I have fitted a logistic regression model (with 6 variables) and obtained a McFadden pseudo R-squared of 0.15. I am now seeking guidance on interpreting odds ratios in light of this value. My understanding is that an excellent fit falls within the range of 0.2 to 0.4 for the McFadden pseudo R-squared. Given the lower McFadden pseudo R-squared value, I am uncertain about the reliability and meaningfulness of interpreting odds ratios from this model. I would appreciate guidance on whether odds ratios can still provide meaningful insights in the context of a suboptimal fit?
(edit) The primary goal of my research is to determine whether a specific variable among the six predictors is a meaningful addition in explaining the dependent variable. I am interested in assessing its individual contribution and determining if it significantly enhances the model's explanatory power.
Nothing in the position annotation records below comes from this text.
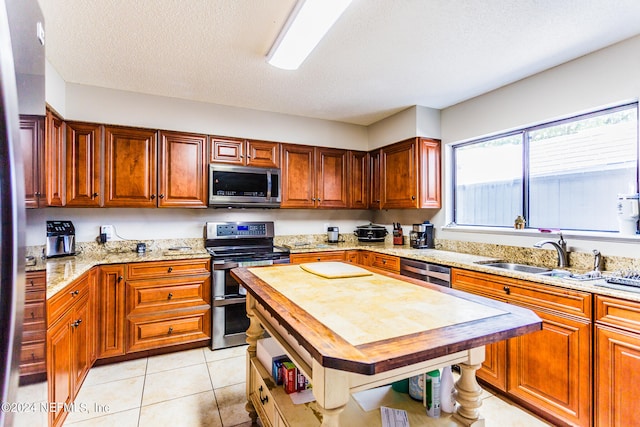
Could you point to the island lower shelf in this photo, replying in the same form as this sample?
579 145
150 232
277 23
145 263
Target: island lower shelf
276 409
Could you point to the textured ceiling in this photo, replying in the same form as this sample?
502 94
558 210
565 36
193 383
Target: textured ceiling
381 57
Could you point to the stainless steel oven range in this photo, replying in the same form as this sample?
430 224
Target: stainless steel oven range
236 244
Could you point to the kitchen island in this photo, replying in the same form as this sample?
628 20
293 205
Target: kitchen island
352 334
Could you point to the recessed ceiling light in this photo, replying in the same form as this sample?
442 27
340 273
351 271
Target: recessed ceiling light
308 22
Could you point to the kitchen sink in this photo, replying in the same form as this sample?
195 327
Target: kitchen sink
519 267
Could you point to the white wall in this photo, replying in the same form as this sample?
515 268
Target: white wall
603 78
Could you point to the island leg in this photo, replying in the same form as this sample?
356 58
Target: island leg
254 333
468 391
331 390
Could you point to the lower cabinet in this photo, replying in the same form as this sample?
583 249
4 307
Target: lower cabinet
70 346
34 330
617 361
548 371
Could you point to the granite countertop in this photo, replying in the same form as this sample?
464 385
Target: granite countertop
64 270
473 263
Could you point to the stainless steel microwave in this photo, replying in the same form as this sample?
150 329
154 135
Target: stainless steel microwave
242 186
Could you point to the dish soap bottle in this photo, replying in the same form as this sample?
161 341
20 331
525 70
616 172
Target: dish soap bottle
447 391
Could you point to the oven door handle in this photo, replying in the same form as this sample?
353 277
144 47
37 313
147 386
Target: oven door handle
230 301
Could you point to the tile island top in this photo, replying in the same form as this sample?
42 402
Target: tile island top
376 323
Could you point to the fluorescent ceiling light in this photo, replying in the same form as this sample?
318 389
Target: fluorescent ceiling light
308 22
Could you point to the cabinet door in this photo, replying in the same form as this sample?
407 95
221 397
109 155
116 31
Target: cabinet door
130 167
111 311
82 334
331 178
374 179
83 155
227 150
399 175
31 129
429 173
298 176
550 370
59 376
54 170
264 154
182 173
358 179
617 377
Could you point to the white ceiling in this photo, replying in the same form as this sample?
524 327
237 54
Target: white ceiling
381 57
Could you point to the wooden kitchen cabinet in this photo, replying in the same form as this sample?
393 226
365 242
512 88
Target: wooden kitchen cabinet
617 361
55 166
69 350
111 310
34 328
244 152
314 177
32 144
358 179
410 174
548 371
83 156
130 176
172 308
182 170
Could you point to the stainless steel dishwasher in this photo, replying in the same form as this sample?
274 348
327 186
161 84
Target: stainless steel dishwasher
431 273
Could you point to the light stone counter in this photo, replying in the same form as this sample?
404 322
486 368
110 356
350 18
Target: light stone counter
64 270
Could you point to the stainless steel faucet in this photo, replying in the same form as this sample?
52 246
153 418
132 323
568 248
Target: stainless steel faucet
561 247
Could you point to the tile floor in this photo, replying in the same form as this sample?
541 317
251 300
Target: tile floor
193 388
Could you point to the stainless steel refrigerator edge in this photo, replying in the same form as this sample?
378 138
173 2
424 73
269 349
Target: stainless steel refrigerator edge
21 92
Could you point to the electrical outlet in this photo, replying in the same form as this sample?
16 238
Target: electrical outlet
108 230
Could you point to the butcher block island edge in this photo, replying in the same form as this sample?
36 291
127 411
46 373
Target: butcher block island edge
338 367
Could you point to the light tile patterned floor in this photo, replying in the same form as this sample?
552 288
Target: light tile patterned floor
193 388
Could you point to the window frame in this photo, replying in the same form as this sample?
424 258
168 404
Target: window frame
524 133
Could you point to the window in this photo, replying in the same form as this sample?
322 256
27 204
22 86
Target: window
565 174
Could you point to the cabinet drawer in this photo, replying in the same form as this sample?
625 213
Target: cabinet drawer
152 296
260 395
61 301
161 330
162 269
33 315
317 257
385 262
618 312
35 281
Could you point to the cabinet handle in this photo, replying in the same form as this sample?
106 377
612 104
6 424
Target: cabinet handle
265 399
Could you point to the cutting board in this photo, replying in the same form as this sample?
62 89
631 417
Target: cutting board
334 270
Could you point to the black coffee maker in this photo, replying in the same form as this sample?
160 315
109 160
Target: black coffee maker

My initial thoughts about the conclusion were as follows: The obtained McFadden pseudo R-squared value of 0.15 indicates a suboptimal fit for the current model. Given this lower value, it is challenging to draw strong conclusions about the significance of any single variable in explaining the dependent variable. However, upon examining the odds ratios, it appears likely that the specific variable of interest has a notable influence on the dependent variable, even within the limitations of the current model. Based on this observation, it is plausible that including additional variables to improve the model fit could further strengthen the evidence of the variable's impact.
It is mainly this last section I am unsure of whether a conclusion like this is correct?